Przecież jestem emerytką! Chcę wreszcie odpocząć. Ze wstydem muszę przyznać, że stwierdzenie iż "żadnej pracy się nie boję", jak Irena Kwiatkowska , powiedzieć nie mogę. To ja specjalistką byłam od zatrudniania. Że też SGH taki lekki kierunek w moich młodzieńczych latach wymyśliło! Za to będę tej uczelni wdzięczna do końca świata, a nawet i w niebie.
I tak lekko nawiązałam do spraw kadrowych i nieba. Najlepiej będzie, jak przedstawię to wierszem, jako, że w tym miesiącu odkryłam "powołanie do poezji".
Stworzyłam nawet na swoim profilu w Google+ "Teresa Cz." "Kolekcję Dziecięcą", w której zamieszczam napisane przeze mnie wierszyki z gifami. Wystarczy kliknąć na zdjęcie tej blondynki w koku w prawym górnym rogu, na stronie, w której teraz jesteście - to dla nowicjuszy ta uwaga :-))), a już na mojej stronie będziecie.
Ad rem
Rzecz opisuję, która miała miejsce wczoraj i do obecnej chwili mnie rozśmiesza. Wyjaśnię tylko określenie "na glebie"
Jest to pozycja wnuka 4,5 letniego , leżącego na kolanach z wystawioną gołą brudną pupą, opartego przedramieniami na dywaniku podłogi w toalecie. Pozycja podobna, jak przybierał do snu, kiedy był mały.
Art by Donald Zolan |
To pozycja oczekującego wnuka na dokonanie "końcowych" czynności higienicznych przez mamę, tatę czy babcię. Nie daj Boże, jeśli tak jest w przedszkolu.

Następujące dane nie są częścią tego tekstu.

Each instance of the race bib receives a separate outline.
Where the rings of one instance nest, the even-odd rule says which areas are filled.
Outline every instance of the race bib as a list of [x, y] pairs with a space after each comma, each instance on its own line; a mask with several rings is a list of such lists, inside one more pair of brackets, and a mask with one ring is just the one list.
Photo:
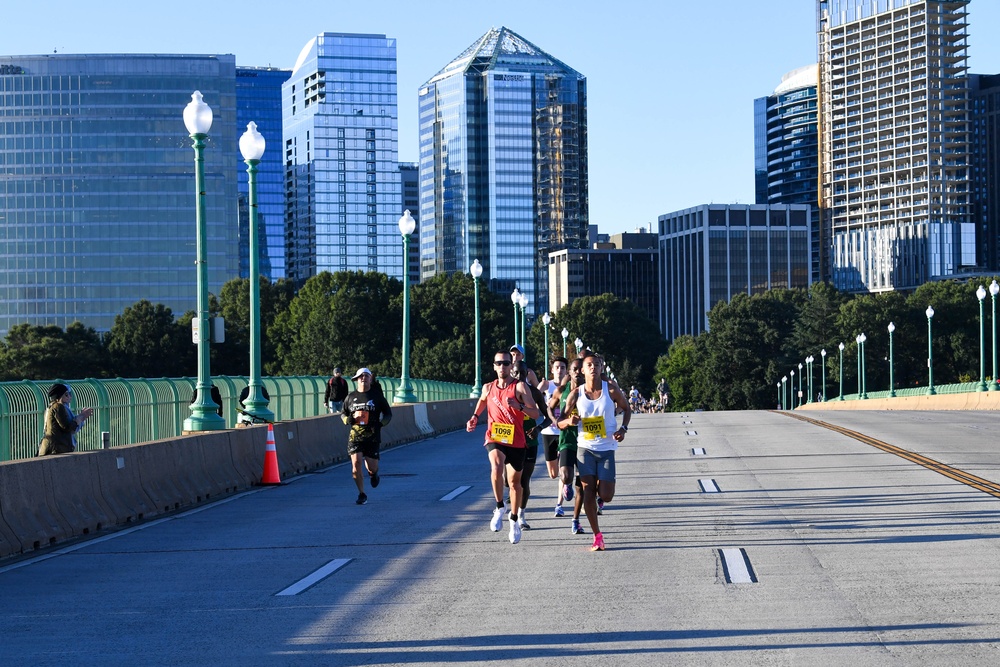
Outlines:
[[494, 442], [499, 442], [505, 445], [514, 443], [513, 424], [497, 424], [496, 422], [493, 422], [490, 433]]
[[580, 432], [584, 440], [597, 440], [608, 437], [604, 430], [604, 417], [584, 417], [580, 424]]

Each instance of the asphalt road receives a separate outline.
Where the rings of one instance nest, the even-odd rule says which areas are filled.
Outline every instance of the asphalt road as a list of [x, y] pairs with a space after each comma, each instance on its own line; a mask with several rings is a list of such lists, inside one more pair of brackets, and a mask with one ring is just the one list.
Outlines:
[[[993, 414], [803, 416], [1000, 482]], [[1000, 662], [989, 493], [787, 414], [639, 415], [608, 550], [543, 462], [511, 545], [482, 434], [385, 452], [364, 506], [336, 466], [0, 562], [0, 664]]]

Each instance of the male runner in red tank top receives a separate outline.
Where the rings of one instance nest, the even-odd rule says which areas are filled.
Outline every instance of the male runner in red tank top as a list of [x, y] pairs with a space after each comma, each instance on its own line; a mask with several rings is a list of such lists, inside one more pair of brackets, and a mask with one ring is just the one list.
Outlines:
[[541, 412], [523, 382], [511, 377], [511, 354], [501, 350], [493, 355], [493, 369], [497, 379], [483, 386], [482, 394], [472, 417], [465, 425], [471, 433], [479, 424], [479, 413], [486, 408], [486, 451], [490, 456], [490, 481], [497, 506], [493, 510], [490, 528], [498, 532], [503, 527], [504, 467], [510, 485], [510, 542], [521, 540], [521, 527], [517, 524], [517, 508], [521, 506], [521, 471], [524, 469], [524, 415], [537, 419]]

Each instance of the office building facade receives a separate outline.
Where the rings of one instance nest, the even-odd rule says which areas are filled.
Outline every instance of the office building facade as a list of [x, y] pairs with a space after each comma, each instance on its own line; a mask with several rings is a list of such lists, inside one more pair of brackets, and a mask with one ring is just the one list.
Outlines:
[[197, 307], [194, 150], [200, 90], [209, 289], [237, 274], [235, 58], [0, 57], [0, 335], [98, 331], [141, 299]]
[[588, 231], [583, 75], [492, 29], [420, 88], [421, 275], [483, 265], [548, 310], [548, 254]]
[[[257, 124], [264, 137], [264, 156], [257, 165], [257, 244], [261, 275], [268, 280], [285, 277], [285, 161], [281, 139], [281, 86], [291, 70], [274, 67], [236, 68], [236, 133], [247, 123]], [[236, 168], [240, 216], [240, 278], [250, 275], [249, 175], [237, 151]]]
[[756, 203], [812, 206], [812, 280], [819, 280], [819, 66], [792, 70], [767, 97], [754, 100]]
[[396, 40], [323, 33], [282, 86], [286, 273], [402, 278]]
[[708, 311], [737, 294], [808, 287], [807, 204], [708, 204], [659, 217], [660, 330], [708, 330]]
[[[601, 244], [605, 245], [605, 244]], [[558, 312], [584, 296], [611, 293], [660, 322], [660, 254], [656, 234], [616, 234], [612, 247], [549, 253], [549, 307]]]
[[976, 264], [968, 0], [817, 0], [823, 265], [914, 288]]

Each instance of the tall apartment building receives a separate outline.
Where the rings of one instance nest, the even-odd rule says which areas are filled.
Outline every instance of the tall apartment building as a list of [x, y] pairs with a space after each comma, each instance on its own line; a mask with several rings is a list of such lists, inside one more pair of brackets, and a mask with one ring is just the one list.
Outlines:
[[[247, 123], [257, 124], [266, 144], [257, 165], [257, 242], [261, 275], [268, 280], [285, 277], [285, 160], [281, 140], [281, 86], [291, 70], [274, 67], [236, 68], [237, 137]], [[240, 278], [250, 275], [249, 176], [237, 151], [233, 156], [241, 172], [239, 186]]]
[[396, 40], [323, 33], [282, 86], [289, 278], [381, 271], [402, 278]]
[[792, 70], [767, 97], [754, 100], [756, 203], [812, 206], [812, 279], [820, 279], [819, 66]]
[[[231, 55], [0, 57], [0, 335], [99, 331], [141, 299], [197, 306], [194, 150], [200, 90], [209, 289], [237, 274], [236, 62]], [[236, 153], [238, 154], [238, 153]]]
[[479, 259], [548, 310], [548, 253], [588, 231], [586, 78], [494, 28], [420, 88], [421, 275]]
[[976, 264], [968, 0], [817, 0], [824, 273], [913, 288]]
[[1000, 75], [969, 77], [972, 103], [972, 210], [979, 264], [1000, 269]]
[[737, 294], [808, 287], [808, 204], [708, 204], [659, 217], [660, 330], [708, 330], [708, 311]]

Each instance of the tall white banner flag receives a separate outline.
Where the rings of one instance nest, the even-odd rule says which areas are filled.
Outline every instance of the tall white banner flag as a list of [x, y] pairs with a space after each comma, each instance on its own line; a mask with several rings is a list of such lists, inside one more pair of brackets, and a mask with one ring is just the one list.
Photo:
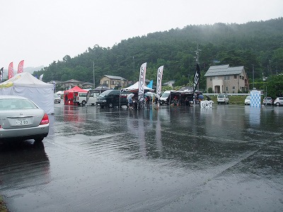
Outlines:
[[139, 102], [144, 100], [144, 84], [146, 81], [146, 63], [143, 64], [139, 69]]
[[160, 98], [161, 96], [161, 85], [162, 85], [162, 75], [163, 73], [164, 66], [161, 66], [157, 70], [157, 80], [156, 80], [156, 95]]

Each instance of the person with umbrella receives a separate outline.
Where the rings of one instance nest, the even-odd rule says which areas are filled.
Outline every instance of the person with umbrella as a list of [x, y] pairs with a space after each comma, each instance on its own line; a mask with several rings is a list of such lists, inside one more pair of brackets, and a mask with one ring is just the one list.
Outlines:
[[127, 100], [128, 100], [129, 102], [129, 109], [133, 110], [133, 101], [132, 101], [132, 97], [134, 96], [134, 93], [130, 93], [128, 95], [127, 97]]

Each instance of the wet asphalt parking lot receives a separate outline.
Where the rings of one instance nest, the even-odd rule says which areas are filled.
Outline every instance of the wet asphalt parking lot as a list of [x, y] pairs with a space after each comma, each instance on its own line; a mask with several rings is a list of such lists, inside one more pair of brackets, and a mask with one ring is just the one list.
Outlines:
[[42, 143], [0, 143], [11, 212], [283, 211], [283, 107], [61, 103], [49, 117]]

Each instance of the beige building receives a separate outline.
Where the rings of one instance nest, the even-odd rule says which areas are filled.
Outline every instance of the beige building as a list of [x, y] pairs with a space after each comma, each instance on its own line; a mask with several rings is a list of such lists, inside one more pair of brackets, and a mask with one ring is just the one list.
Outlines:
[[111, 88], [115, 88], [115, 87], [123, 88], [127, 86], [127, 81], [120, 76], [104, 75], [100, 79], [100, 85], [107, 85]]
[[210, 66], [204, 74], [207, 88], [215, 93], [246, 93], [249, 90], [248, 76], [243, 66], [228, 65]]

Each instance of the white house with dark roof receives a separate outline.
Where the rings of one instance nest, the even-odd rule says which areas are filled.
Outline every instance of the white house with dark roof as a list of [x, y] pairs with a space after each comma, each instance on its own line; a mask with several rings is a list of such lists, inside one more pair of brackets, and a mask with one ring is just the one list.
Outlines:
[[204, 74], [207, 88], [215, 93], [246, 93], [249, 90], [248, 76], [243, 66], [230, 67], [229, 64], [210, 66]]
[[100, 85], [107, 85], [111, 88], [115, 87], [125, 88], [127, 86], [127, 81], [121, 76], [104, 75], [100, 79]]

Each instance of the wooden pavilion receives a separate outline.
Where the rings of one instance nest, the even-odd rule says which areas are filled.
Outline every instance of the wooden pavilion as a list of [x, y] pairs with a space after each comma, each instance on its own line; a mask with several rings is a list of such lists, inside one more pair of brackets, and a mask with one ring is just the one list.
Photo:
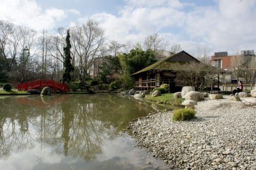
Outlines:
[[177, 80], [177, 66], [193, 62], [201, 62], [184, 51], [165, 57], [131, 75], [135, 79], [135, 89], [151, 91], [162, 84], [167, 84], [170, 92], [180, 91], [182, 86], [187, 85], [184, 80]]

Trzeba to sprawdzić, czym prędzej!
On twierdzi, że jest tak samo, ale nie we wszystko małemu filozofowi należy wierzyć. Mały umie wodę spuścić i umyć ręce, ale na tym umiejętności, czy chęci w tym zakresie się kończą. Ale, ale... Podciągnąć gatki też potrafi.
BABCIU, KUUUUUPA!
Babciu, kupa! - wołasz, chcesz do
toalety.
A czy musisz pytać czynić gwałtu
rety?
Ponad cztery lata chwalisz się tym
wszędzie
Jaki samodzielny chłopak teraz
będziesz
Pędź więc szybko chłopcze, toaleta
czeka,
potrzebującego przyjmie tam człowieka.
Chyba sam dasz radę, chcę odpocząć
wreszcie.
Czy podcierać pupę długo będę
jeszcze?
„Tak - rzecze mój wnuczek, czując
się w potrzebie
Za te perspektywę niebiańskiej roboty
Sprałabym mu tyłek za jego głupoty.
Patrząc z innej strony, takie małe
lenie
pracują na ziemi na moje zbawienie.
Jak się tam dostanę, nie będę
hostessą,
Ale też na pewno nie pissuardessą.
Gdy higiena pupy była dokonana,
Tajemnica nieba została wyznana.
Resztę sprostowania obrazu zaświata
Niech wykona mama albo nawet tata.
Wnusio chciał mieć i w niebie wygodę, a przy okazji załatwiłby babci nie tylko wejściówkę ale nawet pracę. Taki mały, a już kadrowiec. Rodzinne. A gdzie konkurs? Tak po znajomości?
Jak do tej pory dziecko miało wiedzę, że w niebie nic nie boli, można mieć wszystkie zabawki, o jakich się tylko zamarzy, słodycze bez wydzielania itp.
Taka wizję sobie stworzył po śmierci bardzo schorowanej i zbolałej za życia mamy zaprzyjaźnionych dzieci. Dostał informację, że tam, gdzie teraz ciocia przebywa nie cierpi już bólu. Do tego doszły anioły i spełnianie próśb modlitewnych. Teraz uważa, że nawet dla dzieci jest tam wyjątkowo dobrze. Powiedzenie o niebo lepiej, ma specjalną wymowę. Rodzina uważa, aby nie rozpędził się za bardzo, bo wyraża chęć jak najszybszego tam dostania się, aby osiągnąć to, czego tu rodzice mu zabraniają.
Małego "filozofa" trzeba jak najszybciej sprowadzić na ziemię, aby nie spowodował jakiegoś nieszczęścia. Takie dawne ostrzeżenie " Nie baw się małymi bateriami od samochodzików, bo połknięcie może skończyć się nawet śmiercią" wg niego może też być furtką do nieba. Sam to wydedukował. Byłam przerażona. Okazuje się, że pojęcie śmierci i nieba musi być ostrożnie dziecku dawkowane w zależności od stopnia jego rozwoju emocjonalnego.